Abigail Adams to Lucy Cranch
Auteuil Sepbr 5 1784
My dear Lucy
I promised to write to you from the Hague,1 but your uncles unexpected arrival at London prevented me. Your uncle purchased an Excellent travelling Coach in London, and hired a post chaise for our servants. In this manner We travelled from London to Dover, accommodated through England with the best of Horses postilions, and good carriages, clean neat appartments, genteel entertainment, and prompt attendance, but no sooner do you cross from Dover to Caliss than every thing is reversed, and yet the distance is very small between them.

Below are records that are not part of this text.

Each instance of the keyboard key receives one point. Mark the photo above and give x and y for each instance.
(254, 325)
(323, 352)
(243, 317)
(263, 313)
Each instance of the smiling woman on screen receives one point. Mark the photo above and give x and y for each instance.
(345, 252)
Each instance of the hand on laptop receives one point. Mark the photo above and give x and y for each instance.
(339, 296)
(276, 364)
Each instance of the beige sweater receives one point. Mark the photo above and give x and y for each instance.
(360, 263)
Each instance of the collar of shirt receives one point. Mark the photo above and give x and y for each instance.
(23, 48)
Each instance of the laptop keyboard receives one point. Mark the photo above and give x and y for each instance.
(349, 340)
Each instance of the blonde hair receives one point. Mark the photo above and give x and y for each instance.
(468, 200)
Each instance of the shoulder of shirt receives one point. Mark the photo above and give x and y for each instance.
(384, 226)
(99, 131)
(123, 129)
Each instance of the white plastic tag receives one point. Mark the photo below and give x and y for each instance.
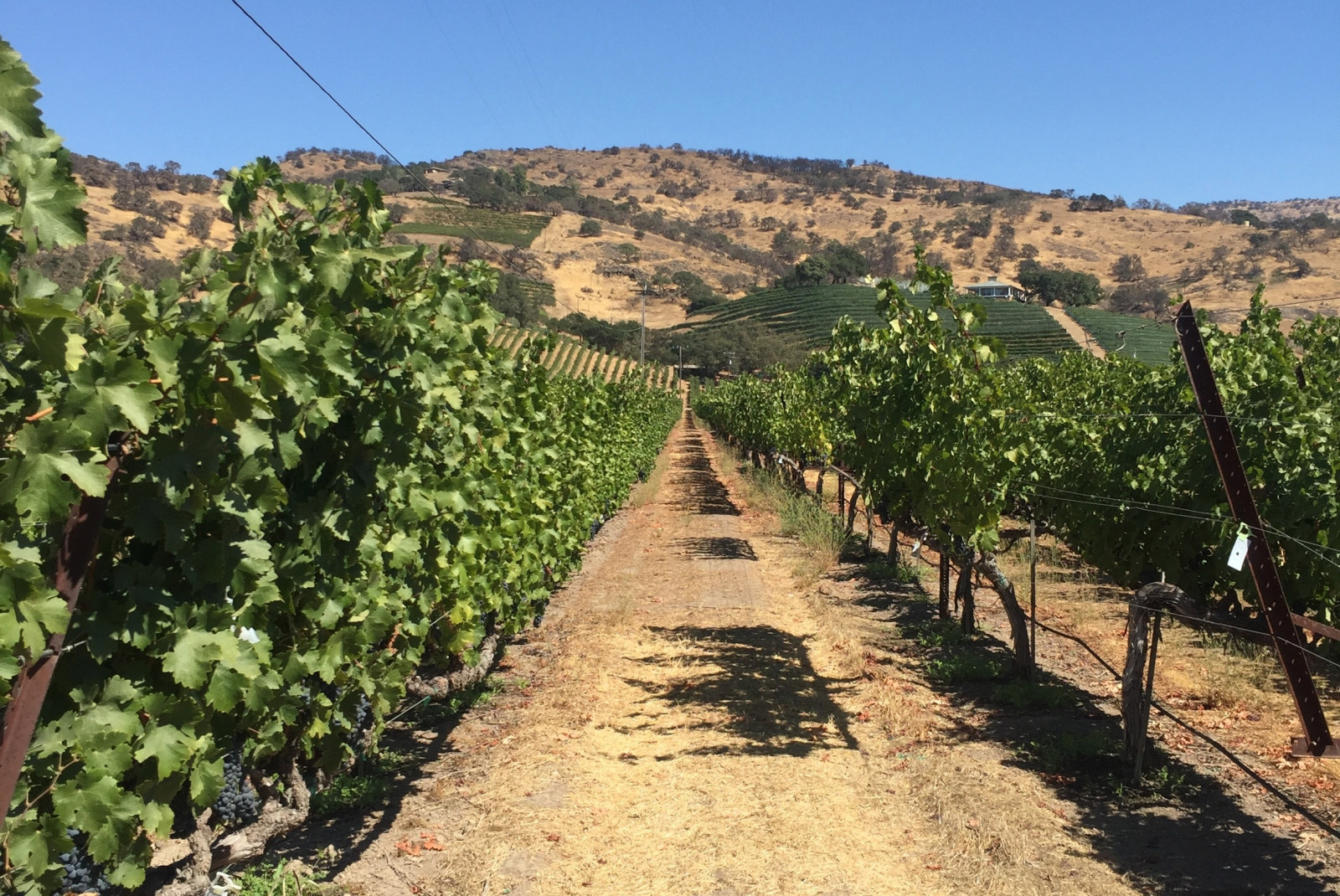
(1240, 548)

The cultivation is by no means equal to that of England, the villages look poor and mean the houses all thatchd and rarely a Glass window in them. Their Horses instead of being handsomely harnessed as those in England are, have the appearence of so many old cart horses. Along you go with 7 Horses tied up with roaps and chains rattleing like trucks, 2 ragged postilions mounted with enormous jack Boots, add to the comick Scene. And this is the Stile in which a Duke or a count travel through this kingdom. You inquire of me how I like Paris? Why they tell me I am no judge, for that I have not seen it yet. One thing I know, and that is, that I have smelt it. If I was agreeably dissapointed in London, I am as much dissapointed in Paris. It is the very dirtyest place I ever saw. There are some Buildings and some Squares which are tolerable, but in general the streets are narrow, the shops, the houses inelegant, and dirty, the Streets full of Lumber and Stone with which they Build. Boston cannot Boast so elegant publick Buildings, but in every other respect, it as much Superiour in my Eyes to Paris, as London is to Boston. To have had Paris tolerable to me; I should not have gone to London. As to the people here, they are more given to Hospitality than in England, it is said.

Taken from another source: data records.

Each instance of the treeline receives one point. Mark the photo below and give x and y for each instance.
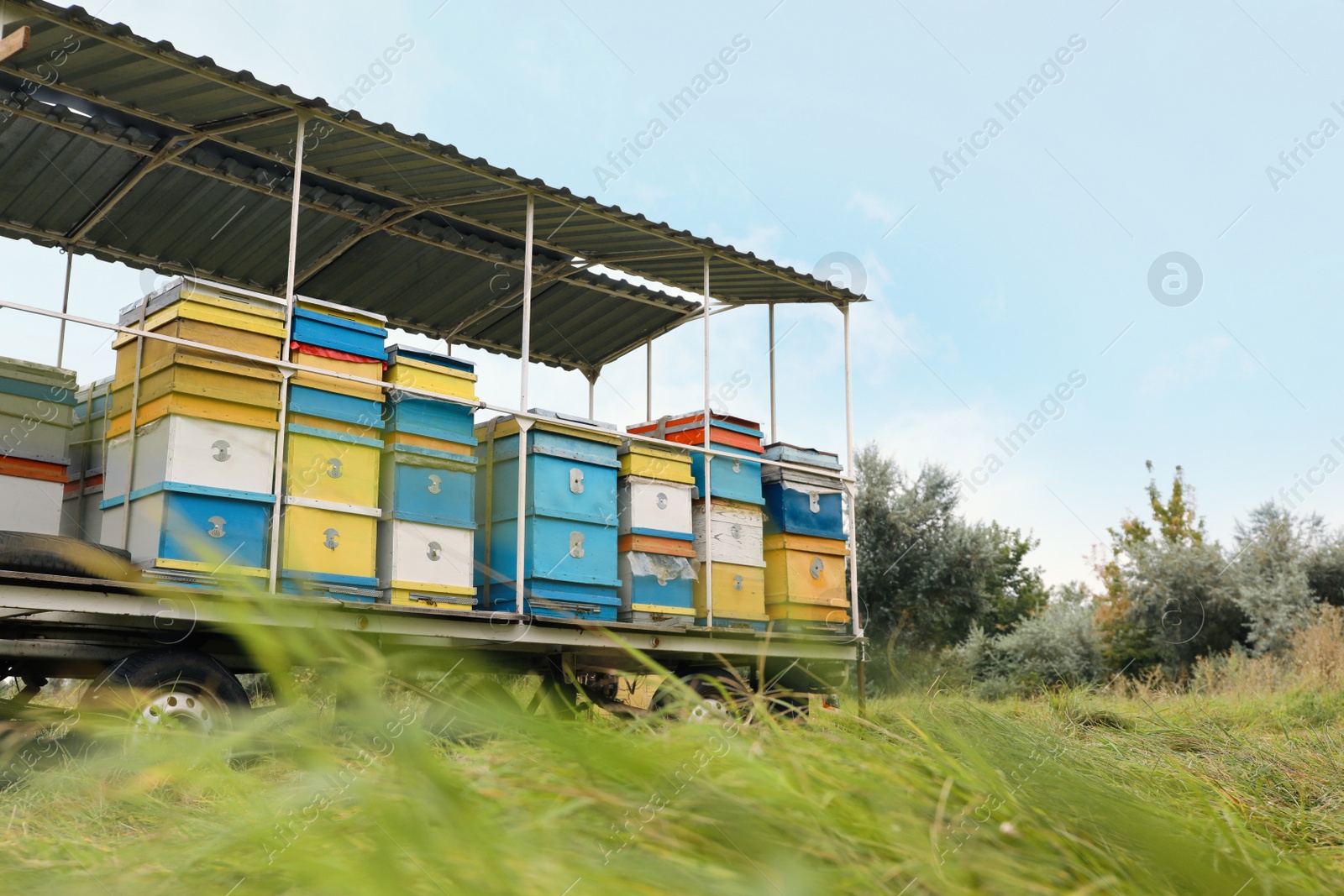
(941, 591)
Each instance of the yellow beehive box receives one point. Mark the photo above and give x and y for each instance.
(207, 409)
(344, 312)
(656, 463)
(365, 369)
(264, 344)
(738, 591)
(410, 372)
(203, 376)
(326, 465)
(328, 542)
(808, 614)
(804, 569)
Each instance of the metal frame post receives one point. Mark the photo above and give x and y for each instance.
(134, 425)
(65, 309)
(853, 488)
(279, 481)
(523, 425)
(774, 432)
(709, 465)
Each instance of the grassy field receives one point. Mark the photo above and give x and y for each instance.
(1230, 792)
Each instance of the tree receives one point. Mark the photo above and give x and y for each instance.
(1270, 566)
(925, 574)
(1166, 600)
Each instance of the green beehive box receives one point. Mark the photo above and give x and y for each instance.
(37, 403)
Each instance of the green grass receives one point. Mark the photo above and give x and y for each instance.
(1081, 793)
(1227, 789)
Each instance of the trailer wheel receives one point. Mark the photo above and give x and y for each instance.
(168, 689)
(62, 555)
(719, 694)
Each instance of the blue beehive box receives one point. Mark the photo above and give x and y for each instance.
(192, 528)
(407, 412)
(570, 513)
(343, 409)
(734, 477)
(425, 485)
(803, 503)
(340, 333)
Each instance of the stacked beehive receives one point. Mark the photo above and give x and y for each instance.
(37, 402)
(570, 516)
(80, 516)
(333, 450)
(806, 544)
(656, 537)
(734, 511)
(203, 446)
(425, 537)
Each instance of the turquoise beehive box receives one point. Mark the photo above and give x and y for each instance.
(570, 516)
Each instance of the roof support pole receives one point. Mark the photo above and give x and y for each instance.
(851, 486)
(279, 483)
(65, 309)
(774, 432)
(709, 463)
(519, 570)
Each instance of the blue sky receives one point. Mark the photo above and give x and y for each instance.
(991, 289)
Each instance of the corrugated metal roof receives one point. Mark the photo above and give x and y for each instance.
(131, 150)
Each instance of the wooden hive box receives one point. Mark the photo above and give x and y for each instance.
(417, 559)
(656, 579)
(192, 528)
(37, 410)
(197, 385)
(328, 465)
(327, 328)
(648, 461)
(423, 485)
(738, 591)
(324, 409)
(329, 544)
(369, 369)
(192, 450)
(808, 617)
(407, 412)
(31, 495)
(654, 506)
(803, 569)
(736, 528)
(205, 313)
(429, 371)
(736, 474)
(571, 515)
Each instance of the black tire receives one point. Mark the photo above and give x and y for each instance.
(60, 555)
(168, 688)
(719, 691)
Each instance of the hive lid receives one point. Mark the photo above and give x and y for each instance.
(796, 454)
(202, 291)
(676, 422)
(401, 354)
(57, 378)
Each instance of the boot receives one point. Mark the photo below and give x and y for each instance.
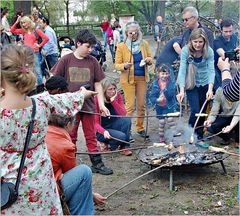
(98, 166)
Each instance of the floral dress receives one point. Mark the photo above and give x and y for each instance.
(38, 193)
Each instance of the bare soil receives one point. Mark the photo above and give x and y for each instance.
(197, 190)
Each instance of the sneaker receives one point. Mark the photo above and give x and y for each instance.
(143, 134)
(126, 152)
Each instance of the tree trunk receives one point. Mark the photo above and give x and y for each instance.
(25, 6)
(218, 9)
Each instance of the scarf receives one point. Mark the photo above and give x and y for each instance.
(135, 45)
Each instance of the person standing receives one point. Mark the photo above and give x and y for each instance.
(190, 21)
(227, 41)
(80, 68)
(50, 49)
(200, 54)
(104, 26)
(132, 58)
(158, 30)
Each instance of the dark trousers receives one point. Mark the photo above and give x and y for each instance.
(222, 122)
(120, 129)
(196, 98)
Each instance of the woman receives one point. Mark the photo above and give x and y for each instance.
(113, 127)
(31, 36)
(198, 52)
(37, 190)
(134, 77)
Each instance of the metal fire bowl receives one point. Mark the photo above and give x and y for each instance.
(193, 156)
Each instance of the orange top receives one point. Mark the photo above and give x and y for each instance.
(61, 149)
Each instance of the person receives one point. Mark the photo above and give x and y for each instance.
(227, 41)
(158, 29)
(190, 21)
(74, 180)
(215, 123)
(4, 21)
(163, 96)
(110, 42)
(116, 127)
(199, 53)
(134, 76)
(104, 26)
(230, 85)
(31, 35)
(50, 49)
(37, 192)
(80, 68)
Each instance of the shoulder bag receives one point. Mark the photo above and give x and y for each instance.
(9, 191)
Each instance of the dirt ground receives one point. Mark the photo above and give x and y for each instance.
(197, 191)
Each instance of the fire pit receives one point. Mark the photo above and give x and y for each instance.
(179, 153)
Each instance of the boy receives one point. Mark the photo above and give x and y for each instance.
(78, 69)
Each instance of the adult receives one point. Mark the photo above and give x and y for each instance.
(50, 49)
(116, 127)
(227, 41)
(4, 21)
(104, 26)
(37, 190)
(190, 21)
(80, 68)
(74, 180)
(31, 35)
(134, 77)
(199, 53)
(216, 123)
(158, 29)
(231, 88)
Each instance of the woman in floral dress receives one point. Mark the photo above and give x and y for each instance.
(37, 190)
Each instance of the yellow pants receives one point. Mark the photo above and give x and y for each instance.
(137, 91)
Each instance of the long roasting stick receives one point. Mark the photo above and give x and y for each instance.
(128, 183)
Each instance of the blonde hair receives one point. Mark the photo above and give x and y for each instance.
(27, 20)
(197, 33)
(105, 84)
(17, 67)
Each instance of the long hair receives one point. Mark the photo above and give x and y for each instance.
(17, 67)
(27, 20)
(197, 33)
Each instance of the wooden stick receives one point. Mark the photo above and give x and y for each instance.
(125, 185)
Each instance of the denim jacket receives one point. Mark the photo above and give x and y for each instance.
(205, 73)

I have been in company with but one French Lady2 since I arrived, for strangers here make the first visit and nobody will know you untill you have waited upon them in form.
This Lady I dined with at Dr. Franklings. She enterd the Room
with a careless jaunty air. Upon seeing Ladies who were strangers to her, she bawled out ah Mon dieu! where is Frankling, why did you not tell me there were Ladies here? You must suppose her speaking all this in French. How said she I look? takeing hold of a dressing chimise made of tiffanny which She had on over a blew Lutestring, and which looked as much upon the decay as her Beauty, for she was once a handsome woman. Her Hair was fangled, over it she had a small straw hat with a dirty half gauze hankerchief round it, and a bit of dirtyer gauze than ever my maids wore was sewed on behind. She had a black gauze Skarf thrown over her shoulders. She ran out of the room. When she returnd, the Dr. enterd at one door she at the other, upon which she ran forward to him, caught him by the hand, helas Frankling, then gave him a double kiss one upon each cheek and an other upon his forehead. When we went into the room to dine she was placed between the Dr. and Mr. Adams. She carried on the chief of the conversation at dinner, frequently locking her hand into the Drs. and sometimes spreading her Arms upon the Backs of both the Gentlemans Chairs, then throwing her Arm carelessly upon the Drs. Neck.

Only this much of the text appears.